Pratiquement toutes les galeries reviennent d’une année sur l’autre. Cette année enregistre un unique départ : celui de Micheline Szwajcer (Anvers), qui a fermé sa galerie en 2009 après plus de trente années de bons et loyaux service. Et un retour : celui d’Edward Tyler Nahem Fine Art (New York). Quant aux nouveaux venus dans la section, ils sont au nombre de 13, parmi lesquels Canada et Di Donna (tous deux new-yorkais), qui n’ont jamais participé à Art Basel et qui entrent directement dans « Galleries ». À ces enseignes s’ajoutent revenants, passés par les sections « Feature » et « Statements » mais qui étaient absents l’an dernier, parmi lesquels la Galerie Georges-Philippe & Nathalie Vallois (Paris), Pilar Corrias (Londres), Dépendance (Bruxelles) et six galeries qui exposaient en 2016 à « Feature » et « Statements », à l’instar de Tornabuoni Art (Paris).
« Nous sommes dans une époque volatile et il est intéressant d’observer que, de ce fait, les galeries font plus d’effort encore pour apporter le meilleur de leurs œuvres sur les foires. Les stands gagnent en qualité par rapport à une époque où le marché était moins incertain », souligne Marc Spiegler, le directeur de la foire. Et plus encore à Art Basel, pour laquelle les galeries réservent leurs plus belles pièces, réussissant même parfois à convaincre les artistes de leur fournir des pièces dont ceux-ci n’ont jamais voulu se défaire, ainsi de Jocelyn Wolff avec Franz Erhard Walther (Lion d’or du meilleur artiste du pavillon international de la Biennale de Venise 2017), de Sieben Papierblocken in Kassetten.
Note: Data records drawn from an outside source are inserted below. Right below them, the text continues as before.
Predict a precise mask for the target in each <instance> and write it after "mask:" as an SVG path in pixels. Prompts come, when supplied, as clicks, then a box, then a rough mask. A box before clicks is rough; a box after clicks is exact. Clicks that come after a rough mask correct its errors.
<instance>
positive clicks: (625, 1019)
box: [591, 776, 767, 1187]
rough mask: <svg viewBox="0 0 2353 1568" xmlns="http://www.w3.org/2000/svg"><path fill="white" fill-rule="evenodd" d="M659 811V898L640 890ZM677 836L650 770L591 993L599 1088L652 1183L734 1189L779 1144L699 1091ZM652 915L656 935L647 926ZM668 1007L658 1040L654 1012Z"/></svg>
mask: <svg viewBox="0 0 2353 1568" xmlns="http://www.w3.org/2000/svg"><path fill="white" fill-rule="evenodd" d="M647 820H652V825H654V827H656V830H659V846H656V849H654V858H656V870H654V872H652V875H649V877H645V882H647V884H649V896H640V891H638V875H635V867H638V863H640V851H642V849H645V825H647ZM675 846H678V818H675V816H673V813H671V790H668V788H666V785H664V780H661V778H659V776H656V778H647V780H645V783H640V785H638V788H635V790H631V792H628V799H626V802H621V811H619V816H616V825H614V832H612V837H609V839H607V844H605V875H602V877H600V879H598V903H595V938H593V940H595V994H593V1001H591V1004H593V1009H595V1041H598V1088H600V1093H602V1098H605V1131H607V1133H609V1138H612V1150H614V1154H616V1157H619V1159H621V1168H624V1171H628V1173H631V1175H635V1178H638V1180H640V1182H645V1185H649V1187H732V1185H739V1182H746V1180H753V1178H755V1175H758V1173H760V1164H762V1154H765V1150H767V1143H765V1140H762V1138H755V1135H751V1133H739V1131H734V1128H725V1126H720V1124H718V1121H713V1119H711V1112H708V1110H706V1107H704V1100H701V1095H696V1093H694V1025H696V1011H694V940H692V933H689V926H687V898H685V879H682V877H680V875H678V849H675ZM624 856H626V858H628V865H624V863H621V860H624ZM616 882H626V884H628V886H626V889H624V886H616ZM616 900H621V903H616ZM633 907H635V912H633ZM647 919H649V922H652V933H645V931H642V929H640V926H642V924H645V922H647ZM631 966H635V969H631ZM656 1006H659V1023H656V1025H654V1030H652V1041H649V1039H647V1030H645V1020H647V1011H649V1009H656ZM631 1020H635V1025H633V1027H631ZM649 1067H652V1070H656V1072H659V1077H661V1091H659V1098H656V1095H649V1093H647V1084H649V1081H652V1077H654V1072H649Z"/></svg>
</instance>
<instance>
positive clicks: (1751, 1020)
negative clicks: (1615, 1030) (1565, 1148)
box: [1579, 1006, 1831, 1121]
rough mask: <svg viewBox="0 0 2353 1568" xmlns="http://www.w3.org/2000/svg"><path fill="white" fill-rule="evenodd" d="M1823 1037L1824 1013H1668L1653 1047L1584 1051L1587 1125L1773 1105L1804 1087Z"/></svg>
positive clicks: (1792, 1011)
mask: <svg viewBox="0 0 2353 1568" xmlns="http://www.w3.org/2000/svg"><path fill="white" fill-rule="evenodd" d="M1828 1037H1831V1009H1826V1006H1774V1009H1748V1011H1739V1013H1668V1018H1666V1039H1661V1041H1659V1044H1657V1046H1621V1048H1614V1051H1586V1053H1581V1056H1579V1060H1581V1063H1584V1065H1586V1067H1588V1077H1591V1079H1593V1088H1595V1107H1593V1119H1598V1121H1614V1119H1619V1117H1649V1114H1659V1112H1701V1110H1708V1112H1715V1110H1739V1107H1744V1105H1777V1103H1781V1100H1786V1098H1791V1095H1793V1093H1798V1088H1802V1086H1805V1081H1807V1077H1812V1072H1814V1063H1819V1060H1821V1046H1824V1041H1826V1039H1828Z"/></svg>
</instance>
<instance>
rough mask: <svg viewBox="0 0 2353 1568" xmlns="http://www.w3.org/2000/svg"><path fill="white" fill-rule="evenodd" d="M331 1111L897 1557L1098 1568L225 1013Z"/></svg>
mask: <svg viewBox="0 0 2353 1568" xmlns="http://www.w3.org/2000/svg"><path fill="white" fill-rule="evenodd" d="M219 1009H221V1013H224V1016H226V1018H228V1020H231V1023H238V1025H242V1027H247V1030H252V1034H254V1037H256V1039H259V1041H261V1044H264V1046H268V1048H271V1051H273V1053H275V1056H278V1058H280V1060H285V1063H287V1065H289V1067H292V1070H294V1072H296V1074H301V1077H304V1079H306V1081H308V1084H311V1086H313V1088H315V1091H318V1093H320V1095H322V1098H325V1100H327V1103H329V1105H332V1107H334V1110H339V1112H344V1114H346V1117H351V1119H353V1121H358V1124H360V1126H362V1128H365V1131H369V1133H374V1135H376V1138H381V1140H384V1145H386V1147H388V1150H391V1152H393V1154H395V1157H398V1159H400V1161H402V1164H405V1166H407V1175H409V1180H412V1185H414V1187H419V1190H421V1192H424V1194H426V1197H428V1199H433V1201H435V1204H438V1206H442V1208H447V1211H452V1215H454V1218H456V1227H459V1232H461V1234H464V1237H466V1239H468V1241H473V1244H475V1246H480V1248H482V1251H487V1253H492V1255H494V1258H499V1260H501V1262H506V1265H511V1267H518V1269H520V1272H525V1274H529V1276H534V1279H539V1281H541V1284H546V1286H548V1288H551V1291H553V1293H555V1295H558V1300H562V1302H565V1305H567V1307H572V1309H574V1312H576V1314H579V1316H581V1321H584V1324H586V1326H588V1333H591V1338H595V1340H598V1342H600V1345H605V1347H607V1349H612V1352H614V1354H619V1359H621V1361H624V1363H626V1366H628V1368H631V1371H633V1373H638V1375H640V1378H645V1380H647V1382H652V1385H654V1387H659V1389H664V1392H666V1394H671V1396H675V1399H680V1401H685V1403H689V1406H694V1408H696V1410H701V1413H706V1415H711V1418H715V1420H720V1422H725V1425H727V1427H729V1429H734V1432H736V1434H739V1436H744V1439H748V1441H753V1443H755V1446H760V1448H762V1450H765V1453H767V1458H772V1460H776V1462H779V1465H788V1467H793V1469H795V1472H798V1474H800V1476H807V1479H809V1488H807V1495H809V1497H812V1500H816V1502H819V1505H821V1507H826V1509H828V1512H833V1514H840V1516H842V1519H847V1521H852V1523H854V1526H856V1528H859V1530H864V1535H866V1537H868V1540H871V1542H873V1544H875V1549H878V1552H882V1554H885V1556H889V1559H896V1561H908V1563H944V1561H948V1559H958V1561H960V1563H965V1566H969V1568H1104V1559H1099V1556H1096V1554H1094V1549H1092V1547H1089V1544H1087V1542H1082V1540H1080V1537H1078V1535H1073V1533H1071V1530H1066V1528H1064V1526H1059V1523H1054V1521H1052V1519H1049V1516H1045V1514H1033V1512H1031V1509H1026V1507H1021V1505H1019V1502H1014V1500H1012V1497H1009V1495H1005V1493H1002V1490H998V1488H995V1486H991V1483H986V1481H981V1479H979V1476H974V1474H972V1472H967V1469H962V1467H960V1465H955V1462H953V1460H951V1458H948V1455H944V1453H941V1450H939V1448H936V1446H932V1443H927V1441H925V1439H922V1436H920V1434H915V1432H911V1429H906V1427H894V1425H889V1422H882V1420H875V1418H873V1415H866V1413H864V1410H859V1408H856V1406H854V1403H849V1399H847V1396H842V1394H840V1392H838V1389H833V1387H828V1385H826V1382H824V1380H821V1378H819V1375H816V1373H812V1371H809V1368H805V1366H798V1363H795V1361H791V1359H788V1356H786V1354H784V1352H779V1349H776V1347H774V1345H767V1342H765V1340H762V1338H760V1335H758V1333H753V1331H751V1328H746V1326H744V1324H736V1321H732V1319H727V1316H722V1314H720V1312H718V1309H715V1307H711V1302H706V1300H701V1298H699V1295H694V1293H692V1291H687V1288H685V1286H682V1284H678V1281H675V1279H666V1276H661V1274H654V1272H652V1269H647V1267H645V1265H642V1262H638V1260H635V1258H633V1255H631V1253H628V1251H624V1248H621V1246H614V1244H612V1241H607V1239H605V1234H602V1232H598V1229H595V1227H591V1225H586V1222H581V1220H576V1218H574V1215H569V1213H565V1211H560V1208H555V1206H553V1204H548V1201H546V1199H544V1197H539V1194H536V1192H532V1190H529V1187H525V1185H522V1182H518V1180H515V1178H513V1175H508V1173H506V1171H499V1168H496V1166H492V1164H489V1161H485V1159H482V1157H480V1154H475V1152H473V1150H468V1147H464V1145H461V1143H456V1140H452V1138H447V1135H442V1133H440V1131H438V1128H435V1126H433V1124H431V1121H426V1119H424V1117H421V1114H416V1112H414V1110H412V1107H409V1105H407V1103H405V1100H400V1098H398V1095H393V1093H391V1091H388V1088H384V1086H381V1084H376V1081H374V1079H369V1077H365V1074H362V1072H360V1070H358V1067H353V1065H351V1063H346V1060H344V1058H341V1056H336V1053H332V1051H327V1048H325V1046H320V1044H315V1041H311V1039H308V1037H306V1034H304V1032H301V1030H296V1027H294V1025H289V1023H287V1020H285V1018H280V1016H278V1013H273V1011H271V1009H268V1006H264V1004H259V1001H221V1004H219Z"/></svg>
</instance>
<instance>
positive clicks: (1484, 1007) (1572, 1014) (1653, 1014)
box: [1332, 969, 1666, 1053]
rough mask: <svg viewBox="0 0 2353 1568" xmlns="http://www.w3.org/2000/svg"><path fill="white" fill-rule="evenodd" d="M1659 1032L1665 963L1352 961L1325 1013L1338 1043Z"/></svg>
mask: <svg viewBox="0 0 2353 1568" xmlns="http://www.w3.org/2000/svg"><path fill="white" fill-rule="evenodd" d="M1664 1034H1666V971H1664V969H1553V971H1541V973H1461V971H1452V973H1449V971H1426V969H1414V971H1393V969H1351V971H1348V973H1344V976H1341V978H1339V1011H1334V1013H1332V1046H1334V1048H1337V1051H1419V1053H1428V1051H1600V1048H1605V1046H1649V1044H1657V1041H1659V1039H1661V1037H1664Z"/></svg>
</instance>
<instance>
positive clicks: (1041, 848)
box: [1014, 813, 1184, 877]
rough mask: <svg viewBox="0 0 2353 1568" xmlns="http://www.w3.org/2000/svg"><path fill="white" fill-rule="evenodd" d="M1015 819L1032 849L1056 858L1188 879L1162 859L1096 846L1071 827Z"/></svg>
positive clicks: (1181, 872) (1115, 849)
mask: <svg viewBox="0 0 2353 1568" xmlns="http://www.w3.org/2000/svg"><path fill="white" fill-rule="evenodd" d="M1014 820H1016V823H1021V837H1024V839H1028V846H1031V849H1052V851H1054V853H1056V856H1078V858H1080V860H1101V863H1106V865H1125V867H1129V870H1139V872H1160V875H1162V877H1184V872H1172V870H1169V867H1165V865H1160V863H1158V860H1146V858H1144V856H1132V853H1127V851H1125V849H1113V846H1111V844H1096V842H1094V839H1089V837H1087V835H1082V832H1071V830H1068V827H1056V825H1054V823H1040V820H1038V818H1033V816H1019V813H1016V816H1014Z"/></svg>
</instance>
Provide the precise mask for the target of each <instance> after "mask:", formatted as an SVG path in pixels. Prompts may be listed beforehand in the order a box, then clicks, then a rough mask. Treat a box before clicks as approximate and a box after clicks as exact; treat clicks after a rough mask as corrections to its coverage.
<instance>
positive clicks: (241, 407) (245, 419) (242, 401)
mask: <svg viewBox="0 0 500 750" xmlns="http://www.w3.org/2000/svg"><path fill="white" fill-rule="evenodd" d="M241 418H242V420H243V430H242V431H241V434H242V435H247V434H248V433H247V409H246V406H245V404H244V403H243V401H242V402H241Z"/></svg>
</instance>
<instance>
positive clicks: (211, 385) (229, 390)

Autour de cette pièce majeure et d’autres des années 1960 gravitent des œuvres récentes de l’artiste allemand ainsi qu’une sculpture d’Hans Schabus et une peinture intitulée Résistance d’Élodie Seguin réalisées cette année.
Des pièces millésimées 2017
L’écho de la Biennale de Venise se fait entendre sur de nombreux autres stands. On retrouve à la galerie Isabella Bortolozzi (Berlin) la jeune artiste allemande Anne Imhof, Lion d’or du meilleur pavillon qui a défrayé la chronique, avec une grande peinture récente ainsi que deux panneaux déchirés. Zenox (Anvers) présente Dirk Braeckman, dont on peut contempler le travail photographique dans le pavillon belge. Le représentant des États-Unis, Mark Bradford, expose quant à lui chez Hauser & Wirth, tandis qu’Erwin Wurm, pavillon autrichien, occupe le stand de Cristina Guerra (Lisbonne), mais aussi celui de Lehmann Maupin (New York) et de Thaddaeus Ropac (Paris).
Sont également présentés plusieurs artistes de l’exposition du pavillon international de la Biennale, « Viva Arte Viva ». C’est le cas de Michel Blazy qui a imaginé pour le stand d’Art : Concept (Paris) une autre installation de chaussures envahies par la nature, ainsi qu’un aquarium dans lequel il a plongé une tongue. L’installation du jeune Petrit Halilaj (Kosovo), Do you realise there is a rainbow even if it’s night ! ?, qui lui a valu la mention spéciale du jury de la Biennale de Venise, est à voir chez Kamel Mennour (Paris, Londres). Le travail souvent drôle et poétique, parfois proche de la dérive situationniste, du Japonais Shimabuku prend place sur le stand d’Air de Paris (Paris) en compagnie d’une installation de Leonor Antunes et de dix petites huiles sur toile du Belge Jef Geys. La Galerie Lelong (Paris) met quant à elle à l’honneur une grande peinture de McArthur Binion, artiste afro-américain, ainsi qu’une pièce en bronze de Kiki Smith qui revisite l’histoire biblique d’Ève et du serpent.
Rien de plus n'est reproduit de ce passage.